The Parthenon is a two cella chamber designed structure (meaning it has a solid wall inside a colonnade) that is constructed largely out of Pentelic marble. This material was well known in ancient Greece for its quality and beauty. Although beautiful, the marble would have been painted with bright colors. As far as a function of the building goes, the primarily purpose of the build was a place or worship for the goddess Athena. The main room housed a forty foot tall statue of her. She was likely made of ivory and gold over a wooden armature. The second chamber was used as a treasury for the Delian League.

Doric order column styles were used in most of this buildings colonnades, however Ionic order was used inside the two cella chambers. The columns them selves are made for stacked sections of marble block that fit together perfectly. These sections were made with a square notch placed perfectly at the center (on both the top and bottom). In the bottom notch was placed a cedar wood block with a hole in the center. The top section was lowered with a wooden block that had a wooden peg coming down. After the peg was inserted to the hole, the blocks were perfectly on center and only minor alignment adjustment was needed.

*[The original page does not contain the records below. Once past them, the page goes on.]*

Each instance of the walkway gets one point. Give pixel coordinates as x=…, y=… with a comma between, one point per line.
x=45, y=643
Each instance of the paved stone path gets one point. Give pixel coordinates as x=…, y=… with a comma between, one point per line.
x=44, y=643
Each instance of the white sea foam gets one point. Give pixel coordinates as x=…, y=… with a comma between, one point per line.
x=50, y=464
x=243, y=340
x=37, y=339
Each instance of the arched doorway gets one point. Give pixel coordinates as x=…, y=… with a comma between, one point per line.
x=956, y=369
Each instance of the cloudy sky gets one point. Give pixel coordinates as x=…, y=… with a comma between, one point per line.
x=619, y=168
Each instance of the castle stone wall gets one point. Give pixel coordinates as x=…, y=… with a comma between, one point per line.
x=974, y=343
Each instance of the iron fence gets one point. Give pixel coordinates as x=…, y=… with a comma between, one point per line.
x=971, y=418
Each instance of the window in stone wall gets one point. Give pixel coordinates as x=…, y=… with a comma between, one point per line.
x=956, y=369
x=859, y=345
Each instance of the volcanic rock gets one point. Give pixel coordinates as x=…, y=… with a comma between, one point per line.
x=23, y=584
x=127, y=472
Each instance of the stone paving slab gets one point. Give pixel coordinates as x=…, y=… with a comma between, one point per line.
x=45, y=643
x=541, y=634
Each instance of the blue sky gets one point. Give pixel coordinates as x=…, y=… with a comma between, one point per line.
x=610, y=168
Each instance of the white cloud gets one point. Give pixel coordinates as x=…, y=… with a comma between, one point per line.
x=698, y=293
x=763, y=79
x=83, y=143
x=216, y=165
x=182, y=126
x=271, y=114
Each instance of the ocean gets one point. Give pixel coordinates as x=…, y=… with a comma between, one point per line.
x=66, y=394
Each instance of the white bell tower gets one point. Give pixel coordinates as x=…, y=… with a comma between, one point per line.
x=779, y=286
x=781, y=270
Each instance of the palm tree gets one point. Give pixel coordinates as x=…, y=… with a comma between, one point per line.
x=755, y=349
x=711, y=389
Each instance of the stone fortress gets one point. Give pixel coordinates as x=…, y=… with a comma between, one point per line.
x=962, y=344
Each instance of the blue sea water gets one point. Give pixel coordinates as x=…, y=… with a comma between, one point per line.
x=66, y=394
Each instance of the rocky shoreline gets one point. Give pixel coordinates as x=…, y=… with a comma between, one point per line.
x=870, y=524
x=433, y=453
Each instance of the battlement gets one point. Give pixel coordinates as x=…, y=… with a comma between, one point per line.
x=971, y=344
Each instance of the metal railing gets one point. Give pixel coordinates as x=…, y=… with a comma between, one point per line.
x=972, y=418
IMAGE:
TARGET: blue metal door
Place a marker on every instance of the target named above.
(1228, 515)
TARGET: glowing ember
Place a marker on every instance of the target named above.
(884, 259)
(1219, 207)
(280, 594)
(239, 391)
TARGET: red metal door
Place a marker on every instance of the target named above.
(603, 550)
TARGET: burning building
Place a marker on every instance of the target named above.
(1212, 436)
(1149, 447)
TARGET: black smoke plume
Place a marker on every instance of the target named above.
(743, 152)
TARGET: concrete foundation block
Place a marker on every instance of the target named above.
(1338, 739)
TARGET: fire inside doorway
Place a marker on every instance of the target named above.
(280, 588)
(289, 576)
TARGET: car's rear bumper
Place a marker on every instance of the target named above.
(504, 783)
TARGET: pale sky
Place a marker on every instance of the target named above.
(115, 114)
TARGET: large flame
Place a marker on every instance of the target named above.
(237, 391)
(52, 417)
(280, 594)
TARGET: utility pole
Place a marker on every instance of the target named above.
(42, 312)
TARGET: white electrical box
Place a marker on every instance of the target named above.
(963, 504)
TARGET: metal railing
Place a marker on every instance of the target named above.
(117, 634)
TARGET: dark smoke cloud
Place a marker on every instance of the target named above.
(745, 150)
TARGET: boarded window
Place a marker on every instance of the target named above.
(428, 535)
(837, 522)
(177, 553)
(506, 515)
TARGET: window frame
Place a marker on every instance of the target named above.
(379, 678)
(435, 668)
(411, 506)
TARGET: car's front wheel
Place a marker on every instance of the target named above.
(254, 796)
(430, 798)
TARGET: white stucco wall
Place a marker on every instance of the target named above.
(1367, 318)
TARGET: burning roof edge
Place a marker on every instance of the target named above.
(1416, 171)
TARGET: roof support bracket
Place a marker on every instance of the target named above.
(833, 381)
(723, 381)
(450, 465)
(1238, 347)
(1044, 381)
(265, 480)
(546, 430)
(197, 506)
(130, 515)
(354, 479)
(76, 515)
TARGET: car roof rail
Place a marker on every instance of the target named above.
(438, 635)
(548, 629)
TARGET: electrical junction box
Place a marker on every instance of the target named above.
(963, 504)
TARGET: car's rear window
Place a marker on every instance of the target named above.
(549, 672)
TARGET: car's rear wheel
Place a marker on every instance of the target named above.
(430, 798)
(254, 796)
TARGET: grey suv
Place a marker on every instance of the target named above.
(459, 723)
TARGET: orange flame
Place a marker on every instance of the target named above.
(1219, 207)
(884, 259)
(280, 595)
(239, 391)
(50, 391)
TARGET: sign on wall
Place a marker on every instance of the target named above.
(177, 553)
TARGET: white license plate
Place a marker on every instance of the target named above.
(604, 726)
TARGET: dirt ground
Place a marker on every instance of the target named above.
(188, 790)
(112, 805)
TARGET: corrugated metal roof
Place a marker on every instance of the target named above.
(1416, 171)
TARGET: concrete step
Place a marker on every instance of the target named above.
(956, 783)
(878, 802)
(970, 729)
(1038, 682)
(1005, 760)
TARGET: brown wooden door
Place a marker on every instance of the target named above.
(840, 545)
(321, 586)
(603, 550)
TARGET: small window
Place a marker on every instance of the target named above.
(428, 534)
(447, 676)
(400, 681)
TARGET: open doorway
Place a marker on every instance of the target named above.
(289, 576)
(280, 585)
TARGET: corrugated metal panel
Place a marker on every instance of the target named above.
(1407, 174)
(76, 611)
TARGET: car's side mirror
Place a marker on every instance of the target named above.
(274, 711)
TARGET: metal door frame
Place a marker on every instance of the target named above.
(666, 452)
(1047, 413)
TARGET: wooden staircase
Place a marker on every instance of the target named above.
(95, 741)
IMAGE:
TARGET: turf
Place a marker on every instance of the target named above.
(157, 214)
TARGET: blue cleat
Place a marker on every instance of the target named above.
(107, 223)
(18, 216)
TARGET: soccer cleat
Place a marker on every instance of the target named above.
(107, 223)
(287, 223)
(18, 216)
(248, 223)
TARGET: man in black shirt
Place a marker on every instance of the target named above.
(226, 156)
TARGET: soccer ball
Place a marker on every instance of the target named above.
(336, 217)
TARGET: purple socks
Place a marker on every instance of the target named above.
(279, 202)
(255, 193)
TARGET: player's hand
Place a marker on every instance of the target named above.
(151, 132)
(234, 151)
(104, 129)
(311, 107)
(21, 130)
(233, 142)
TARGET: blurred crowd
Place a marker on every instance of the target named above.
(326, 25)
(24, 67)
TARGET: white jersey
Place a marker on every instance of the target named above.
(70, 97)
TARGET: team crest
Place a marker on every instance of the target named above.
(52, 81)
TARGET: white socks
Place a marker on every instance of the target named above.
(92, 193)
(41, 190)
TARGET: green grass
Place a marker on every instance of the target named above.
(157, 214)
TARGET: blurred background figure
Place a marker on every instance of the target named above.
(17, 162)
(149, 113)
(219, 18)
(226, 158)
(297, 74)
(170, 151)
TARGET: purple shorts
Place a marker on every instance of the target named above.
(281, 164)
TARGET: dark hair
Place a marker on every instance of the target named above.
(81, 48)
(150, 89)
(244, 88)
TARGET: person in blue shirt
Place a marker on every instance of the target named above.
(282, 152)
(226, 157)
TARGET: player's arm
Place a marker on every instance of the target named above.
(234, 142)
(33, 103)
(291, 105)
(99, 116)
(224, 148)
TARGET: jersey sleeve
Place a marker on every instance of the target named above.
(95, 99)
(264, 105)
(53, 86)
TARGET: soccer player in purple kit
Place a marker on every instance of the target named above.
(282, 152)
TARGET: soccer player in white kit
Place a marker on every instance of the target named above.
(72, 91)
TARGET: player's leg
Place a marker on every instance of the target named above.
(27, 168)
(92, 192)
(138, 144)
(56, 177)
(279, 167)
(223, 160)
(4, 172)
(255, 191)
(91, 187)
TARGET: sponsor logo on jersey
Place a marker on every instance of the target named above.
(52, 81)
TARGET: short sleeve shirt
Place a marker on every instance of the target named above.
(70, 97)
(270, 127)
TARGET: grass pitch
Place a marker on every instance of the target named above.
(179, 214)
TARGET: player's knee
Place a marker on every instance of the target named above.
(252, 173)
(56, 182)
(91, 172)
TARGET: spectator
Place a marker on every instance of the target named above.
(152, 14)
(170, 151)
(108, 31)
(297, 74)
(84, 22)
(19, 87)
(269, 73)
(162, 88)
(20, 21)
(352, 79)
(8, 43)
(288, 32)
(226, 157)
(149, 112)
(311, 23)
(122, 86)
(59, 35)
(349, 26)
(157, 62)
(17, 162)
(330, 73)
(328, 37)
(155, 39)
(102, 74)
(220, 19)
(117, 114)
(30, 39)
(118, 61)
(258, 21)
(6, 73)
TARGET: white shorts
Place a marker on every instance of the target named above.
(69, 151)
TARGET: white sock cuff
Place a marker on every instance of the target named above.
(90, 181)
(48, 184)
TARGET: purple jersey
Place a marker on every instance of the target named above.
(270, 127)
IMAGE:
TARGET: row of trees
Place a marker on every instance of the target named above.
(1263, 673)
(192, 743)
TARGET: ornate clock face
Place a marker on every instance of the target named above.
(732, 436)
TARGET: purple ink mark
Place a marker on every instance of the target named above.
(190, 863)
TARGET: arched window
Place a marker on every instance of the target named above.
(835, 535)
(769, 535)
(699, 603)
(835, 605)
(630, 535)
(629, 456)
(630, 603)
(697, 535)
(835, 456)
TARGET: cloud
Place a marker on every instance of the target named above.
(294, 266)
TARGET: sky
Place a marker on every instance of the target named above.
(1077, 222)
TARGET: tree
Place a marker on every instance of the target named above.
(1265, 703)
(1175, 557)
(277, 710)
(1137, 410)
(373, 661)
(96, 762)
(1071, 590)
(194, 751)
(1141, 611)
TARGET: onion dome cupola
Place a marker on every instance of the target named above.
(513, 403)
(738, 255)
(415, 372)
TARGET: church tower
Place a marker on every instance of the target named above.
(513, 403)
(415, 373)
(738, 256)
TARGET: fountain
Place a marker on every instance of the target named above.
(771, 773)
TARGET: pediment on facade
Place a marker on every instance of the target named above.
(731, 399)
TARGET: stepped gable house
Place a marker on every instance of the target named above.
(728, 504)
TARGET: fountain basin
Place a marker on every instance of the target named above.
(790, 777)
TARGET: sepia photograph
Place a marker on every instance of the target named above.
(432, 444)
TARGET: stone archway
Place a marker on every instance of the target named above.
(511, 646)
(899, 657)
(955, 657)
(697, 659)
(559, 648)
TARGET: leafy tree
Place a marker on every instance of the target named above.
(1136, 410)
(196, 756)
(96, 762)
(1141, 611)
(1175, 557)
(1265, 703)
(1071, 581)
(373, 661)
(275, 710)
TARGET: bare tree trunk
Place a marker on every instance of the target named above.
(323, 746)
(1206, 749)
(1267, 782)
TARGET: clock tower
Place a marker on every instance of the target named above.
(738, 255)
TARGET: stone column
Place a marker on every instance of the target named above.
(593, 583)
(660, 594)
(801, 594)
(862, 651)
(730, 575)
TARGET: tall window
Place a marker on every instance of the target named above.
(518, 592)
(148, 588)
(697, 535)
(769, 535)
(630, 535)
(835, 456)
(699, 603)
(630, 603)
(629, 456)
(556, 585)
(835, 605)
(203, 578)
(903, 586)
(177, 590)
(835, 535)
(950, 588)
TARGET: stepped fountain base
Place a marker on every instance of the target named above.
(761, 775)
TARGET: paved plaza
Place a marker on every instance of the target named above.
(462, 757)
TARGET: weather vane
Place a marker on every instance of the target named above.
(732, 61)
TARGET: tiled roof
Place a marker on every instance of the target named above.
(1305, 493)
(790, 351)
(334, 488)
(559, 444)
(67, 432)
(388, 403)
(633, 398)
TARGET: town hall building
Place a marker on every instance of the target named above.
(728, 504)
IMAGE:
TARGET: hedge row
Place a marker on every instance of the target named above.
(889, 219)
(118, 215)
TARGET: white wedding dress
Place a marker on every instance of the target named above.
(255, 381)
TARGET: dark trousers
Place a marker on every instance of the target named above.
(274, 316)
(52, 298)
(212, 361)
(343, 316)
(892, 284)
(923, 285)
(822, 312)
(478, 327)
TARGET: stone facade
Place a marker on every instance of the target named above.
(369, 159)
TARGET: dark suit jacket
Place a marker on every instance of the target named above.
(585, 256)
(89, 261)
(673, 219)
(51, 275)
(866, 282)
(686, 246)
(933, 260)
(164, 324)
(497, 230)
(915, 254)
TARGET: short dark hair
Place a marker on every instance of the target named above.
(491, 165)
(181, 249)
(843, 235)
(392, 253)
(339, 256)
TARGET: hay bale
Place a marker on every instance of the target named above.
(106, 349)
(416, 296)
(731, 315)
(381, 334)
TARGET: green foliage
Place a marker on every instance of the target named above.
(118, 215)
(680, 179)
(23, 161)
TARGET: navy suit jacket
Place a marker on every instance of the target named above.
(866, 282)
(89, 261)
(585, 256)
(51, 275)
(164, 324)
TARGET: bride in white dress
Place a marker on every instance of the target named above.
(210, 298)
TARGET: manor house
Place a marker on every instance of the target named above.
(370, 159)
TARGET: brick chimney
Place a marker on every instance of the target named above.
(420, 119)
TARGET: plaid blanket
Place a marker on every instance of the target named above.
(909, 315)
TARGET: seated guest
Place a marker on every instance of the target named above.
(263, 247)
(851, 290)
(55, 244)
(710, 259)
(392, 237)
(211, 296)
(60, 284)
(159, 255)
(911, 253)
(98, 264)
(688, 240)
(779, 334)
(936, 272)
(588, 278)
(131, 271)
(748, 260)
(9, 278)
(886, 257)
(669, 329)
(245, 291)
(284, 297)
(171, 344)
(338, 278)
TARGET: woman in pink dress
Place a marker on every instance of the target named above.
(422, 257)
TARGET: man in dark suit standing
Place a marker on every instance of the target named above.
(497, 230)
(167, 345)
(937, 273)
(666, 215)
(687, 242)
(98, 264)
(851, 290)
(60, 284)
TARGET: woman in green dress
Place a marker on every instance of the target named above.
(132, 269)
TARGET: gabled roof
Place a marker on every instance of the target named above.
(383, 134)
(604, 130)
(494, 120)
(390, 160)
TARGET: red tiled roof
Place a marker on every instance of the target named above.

Another interesting note on the columns is that they tip in slightly so they appear more stable, and thus appearing stronger as one looks up at them. Along this same optical adjustment, the columns also swell in the middle so they don't appear to sag.
 
In its prime, the Parthenon was used as a civic meeting area, art gallery, worship area, bank and library. Since then, it has also been attacked; partially exploded; set on fire; served as a church, mosque and Spartan military barracks; its art has been looted and it has survived earthquakes, air pollution and problems due to damaging restoration techniques of the early 1900’s. Since 1975, the Parthenon has been getting a facelift by the Acropolis Restoration Project. The project’s president, Charalambos Bouras, stated that, "We preserve all the original pieces and we add only a few marble in order to fit them to the general construction." The work is painstaking: it took five years to properly place and restore 500 marble sections. There are over 70,000 in the whole structure.

The Fall of Greece:

The Greeks were weakened after the Peloponnesian War. Soon, Greece was controlled by a Macedonian Prince: Alexander the Great. He had conquered: Macedonia, Greece, Egypt, Mideast, Persia, and West India. After Alexander's death, the kingdom was divided into three parts. In 146 BC, Greece became a part of Roman Empire. Although the Greek civilization is not what it once was, their ideas they developed have changed the world forever. Classic ideas are those that have developed from Greek and Roman origins.